Adjusted headline earnings per share and adjusted basic earnings per share saw impressive increases of 201.3% and 442.8%, rising to 376 cents and 385.5 cents, respectively. However, this financial success was somewhat overshadowed by a loss of around 184,000 fixed-line subscribers over the year.
The fixed-access lines, which include copper voice and broadband packages, experienced a significant drop of 23.2%, from 793,000 in March 2023 to 609,000 in March 2024. This decline, representing nearly a quarter of Telkom’s fixed-access customer base, underscores the challenges posed by the evolving telecommunications landscape. Once dominant in the fixed copper voice and broadband market, Telkom now faces stiff competition from internet-based mobile voice services and fibre network operators (FNOs).
Telkom’s fibre services demonstrated robust growth
Despite the decline in fixed-line subscribers, Telkom’s fibre services demonstrated robust growth, providing some relief. Openserve, Telkom’s wholesale division, reported a 7.4% increase in revenue from next-generation, data-led products and services, which now constitute 76.4% of its total revenue. As the leading wholesale infrastructure connectivity provider in South Africa, Openserve saw a 16.1% growth in next-generation broadband connectivity (fibre to the home). Additionally, the enterprise and carrier segments grew by 4.8% and 2.5%, respectively.

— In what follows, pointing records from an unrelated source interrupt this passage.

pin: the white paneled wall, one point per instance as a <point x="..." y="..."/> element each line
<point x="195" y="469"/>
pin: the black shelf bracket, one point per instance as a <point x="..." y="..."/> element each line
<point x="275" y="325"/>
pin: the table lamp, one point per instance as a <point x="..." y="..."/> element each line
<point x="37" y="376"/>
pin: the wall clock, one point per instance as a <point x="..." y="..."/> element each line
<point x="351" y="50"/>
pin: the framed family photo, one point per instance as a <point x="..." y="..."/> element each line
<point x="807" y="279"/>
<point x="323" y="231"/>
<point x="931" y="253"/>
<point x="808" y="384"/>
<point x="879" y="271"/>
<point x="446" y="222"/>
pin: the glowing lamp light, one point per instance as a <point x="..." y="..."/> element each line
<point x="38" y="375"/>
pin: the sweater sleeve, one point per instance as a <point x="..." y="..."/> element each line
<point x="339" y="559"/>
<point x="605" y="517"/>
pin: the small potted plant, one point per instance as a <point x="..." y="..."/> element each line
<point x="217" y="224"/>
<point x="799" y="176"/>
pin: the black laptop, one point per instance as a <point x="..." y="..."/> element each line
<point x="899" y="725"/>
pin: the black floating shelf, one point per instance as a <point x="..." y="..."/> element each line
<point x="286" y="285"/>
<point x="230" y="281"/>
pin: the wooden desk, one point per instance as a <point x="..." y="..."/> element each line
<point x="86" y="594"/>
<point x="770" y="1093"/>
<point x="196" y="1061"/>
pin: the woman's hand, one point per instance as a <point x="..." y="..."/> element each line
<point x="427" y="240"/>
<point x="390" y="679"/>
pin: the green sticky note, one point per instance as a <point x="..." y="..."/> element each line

Telkom Consumer showed solid performance as well, with external revenue rising by 2.2% to R26.1 billion. Revenue from mobile operations increased by 4.5% to R22.6 billion, driven by a 6.8% rise in mobile service revenue. Despite a competitive market, Telkom Consumer expanded its mobile subscriber base by 11.9% to 20.4 million. Mobile broadband subscribers also saw a 9.5% increase, reaching 12.7 million, which now makes up 62.3% of the total mobile base.
BCX, Telkom’s IT services division, managed to keep gross revenue stable at R14.2 billion despite facing intense market competition. However, reported revenue slightly declined by 2.3% to R12.9 billion due to an accounting revision for agent versus principal contracts. On a positive note, gross IT revenue grew by 11.4% to R8.5 billion, driven by new product deals, software contract renewals, clearing backlogs in integration services from the previous year, and record cross-border sales.
Gyro, Telkom’s property management division, focused on optimizing the Group’s property portfolio for core operational purposes and enhancing energy efficiency. The sale of properties no longer needed generated R92 million.
Group CEO, Taukobong, emphasized that the Group has established a solid foundation for growth as a focused InfraCo, leveraging its mobile and fixed networks along with its ICT capabilities. The strategy moving forward includes efficient investments in mobile and fibre network businesses, while expanding ICT capabilities centered around data centers.
Telkom’s strategic initiatives and financial resilience highlight its commitment to navigating the dynamic telecommunications landscape and securing a strong position for future growth.